26. Where assets are tainted and subject to confiscation they should ordinarily, as a matter of justice and public policy, not be distributed. This is not to say that the court is deprived of jurisdiction under the 1973 Act nor to say that no circumstances could exist in which an order would be justified; an example of a seriously disabled child living in specially adapted accommodation was mooted in argument. It is to say that, in most cases, and certainly in this one, the fact that the assets are tainted is the decisive factor in any balance. The error of the judge lay in thinking that the requirement to conduct a balancing exercise meant that in every case, all factors are relevant. In cases such as this the knowledge of the wife, throughout her married life, that the lifestyle and the assets she enjoyed were derived from drug trafficking is dispositive.

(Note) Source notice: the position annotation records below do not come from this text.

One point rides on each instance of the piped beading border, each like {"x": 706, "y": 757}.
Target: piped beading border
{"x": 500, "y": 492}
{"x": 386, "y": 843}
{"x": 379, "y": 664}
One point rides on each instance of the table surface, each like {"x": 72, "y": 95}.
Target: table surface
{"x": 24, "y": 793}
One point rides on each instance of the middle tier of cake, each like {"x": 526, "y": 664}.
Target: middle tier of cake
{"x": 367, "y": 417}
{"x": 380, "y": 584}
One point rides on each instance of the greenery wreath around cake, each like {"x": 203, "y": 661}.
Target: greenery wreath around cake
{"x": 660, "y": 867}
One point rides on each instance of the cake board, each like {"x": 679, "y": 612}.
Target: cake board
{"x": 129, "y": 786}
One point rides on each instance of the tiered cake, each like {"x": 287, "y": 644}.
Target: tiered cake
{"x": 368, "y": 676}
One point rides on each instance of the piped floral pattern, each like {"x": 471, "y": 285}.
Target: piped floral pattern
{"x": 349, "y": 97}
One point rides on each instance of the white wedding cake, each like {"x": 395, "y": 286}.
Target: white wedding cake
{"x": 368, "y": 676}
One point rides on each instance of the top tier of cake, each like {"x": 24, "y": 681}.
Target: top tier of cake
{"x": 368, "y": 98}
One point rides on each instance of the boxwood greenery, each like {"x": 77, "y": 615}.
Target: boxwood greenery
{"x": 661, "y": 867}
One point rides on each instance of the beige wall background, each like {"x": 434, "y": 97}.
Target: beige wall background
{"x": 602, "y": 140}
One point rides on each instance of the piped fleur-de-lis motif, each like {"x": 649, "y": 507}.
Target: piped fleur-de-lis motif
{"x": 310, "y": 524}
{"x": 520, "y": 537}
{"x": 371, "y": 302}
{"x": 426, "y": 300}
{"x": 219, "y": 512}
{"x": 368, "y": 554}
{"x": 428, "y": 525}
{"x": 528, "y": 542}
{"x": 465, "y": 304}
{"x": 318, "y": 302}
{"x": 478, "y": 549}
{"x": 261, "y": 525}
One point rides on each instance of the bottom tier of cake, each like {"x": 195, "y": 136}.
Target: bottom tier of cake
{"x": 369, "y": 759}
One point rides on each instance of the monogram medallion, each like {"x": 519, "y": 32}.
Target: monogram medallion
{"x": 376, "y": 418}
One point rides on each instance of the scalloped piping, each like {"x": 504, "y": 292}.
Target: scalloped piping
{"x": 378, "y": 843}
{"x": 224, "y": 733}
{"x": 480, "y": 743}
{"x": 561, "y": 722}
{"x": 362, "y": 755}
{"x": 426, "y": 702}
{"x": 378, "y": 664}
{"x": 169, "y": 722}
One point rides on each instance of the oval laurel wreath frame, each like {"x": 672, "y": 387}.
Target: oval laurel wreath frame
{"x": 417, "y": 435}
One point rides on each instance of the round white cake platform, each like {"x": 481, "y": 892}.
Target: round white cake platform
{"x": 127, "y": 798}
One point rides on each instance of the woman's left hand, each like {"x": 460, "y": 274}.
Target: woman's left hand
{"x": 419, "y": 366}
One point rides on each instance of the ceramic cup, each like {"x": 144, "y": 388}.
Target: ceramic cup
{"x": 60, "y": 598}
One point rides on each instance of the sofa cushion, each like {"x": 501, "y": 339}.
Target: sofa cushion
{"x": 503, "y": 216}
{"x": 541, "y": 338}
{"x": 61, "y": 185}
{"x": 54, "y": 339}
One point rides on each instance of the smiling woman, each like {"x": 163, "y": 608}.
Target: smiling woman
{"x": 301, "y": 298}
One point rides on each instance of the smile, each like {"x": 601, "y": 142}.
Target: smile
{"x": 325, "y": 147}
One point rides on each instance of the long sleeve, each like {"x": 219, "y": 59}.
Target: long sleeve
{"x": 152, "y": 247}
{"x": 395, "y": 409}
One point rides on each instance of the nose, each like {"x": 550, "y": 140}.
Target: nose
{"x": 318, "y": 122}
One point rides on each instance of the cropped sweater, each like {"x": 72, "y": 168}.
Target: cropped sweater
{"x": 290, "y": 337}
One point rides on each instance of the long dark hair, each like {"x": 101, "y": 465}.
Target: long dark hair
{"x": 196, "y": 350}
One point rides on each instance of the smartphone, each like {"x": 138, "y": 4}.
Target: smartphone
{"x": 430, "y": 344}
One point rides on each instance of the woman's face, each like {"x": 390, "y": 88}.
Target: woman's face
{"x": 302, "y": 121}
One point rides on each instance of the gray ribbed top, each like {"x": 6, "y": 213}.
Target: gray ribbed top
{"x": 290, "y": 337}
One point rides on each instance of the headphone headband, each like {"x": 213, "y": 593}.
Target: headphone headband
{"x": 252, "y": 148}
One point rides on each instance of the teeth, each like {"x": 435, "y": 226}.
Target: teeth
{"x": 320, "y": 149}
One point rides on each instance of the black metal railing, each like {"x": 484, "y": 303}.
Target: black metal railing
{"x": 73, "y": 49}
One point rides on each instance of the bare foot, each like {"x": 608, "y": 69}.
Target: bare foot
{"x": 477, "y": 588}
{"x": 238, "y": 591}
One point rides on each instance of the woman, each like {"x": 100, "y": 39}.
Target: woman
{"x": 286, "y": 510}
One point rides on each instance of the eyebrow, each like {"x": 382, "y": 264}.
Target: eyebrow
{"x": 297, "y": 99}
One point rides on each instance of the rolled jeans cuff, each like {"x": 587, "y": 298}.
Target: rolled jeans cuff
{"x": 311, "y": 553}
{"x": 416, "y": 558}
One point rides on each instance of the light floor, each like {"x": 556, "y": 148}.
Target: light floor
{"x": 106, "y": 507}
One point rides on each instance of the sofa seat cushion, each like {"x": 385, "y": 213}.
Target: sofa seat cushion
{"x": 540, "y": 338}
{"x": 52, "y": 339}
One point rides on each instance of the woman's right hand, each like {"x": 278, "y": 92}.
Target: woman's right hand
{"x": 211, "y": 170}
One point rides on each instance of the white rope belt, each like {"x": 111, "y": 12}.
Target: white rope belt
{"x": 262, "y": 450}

27. In Section 24 of the 1973 Act the reference is to property to which "the party is entitled". Whilst, of course, pending confiscation the husband remains the 'owner' of the assets, he has in reality forfeited 'entitlement'. This is, of course, another sad example, all too familiar to family judges, of the fact that the court cannot protect children from every consequence of their parents' behaviour.

28. It has to be borne in mind of course that proceeds of crime can be attacked even when held in hands other than those of the criminal. That much is clear from Part V of the 2002 Act. There was some discussion before us as to whether funds in the hand of a person pursuant to an ancillary relief order were susceptible to challenge under Part V. Whilst (assuming the court making the order had known all the relevant facts) we were doubtful whether such a challenge could successfully be made, final determination of that issue would have to await much more detailed argument and consideration than was appropriate or necessary to determine this appeal.

29. In consequence the appeal will be allowed. The order for a lump sum of £39,250 in the ancillary relief proceedings will be set aside and the restraint order will be varied by substituting for the figure of £75,000 in paragraph 4(c) thereof the figure of £35,750.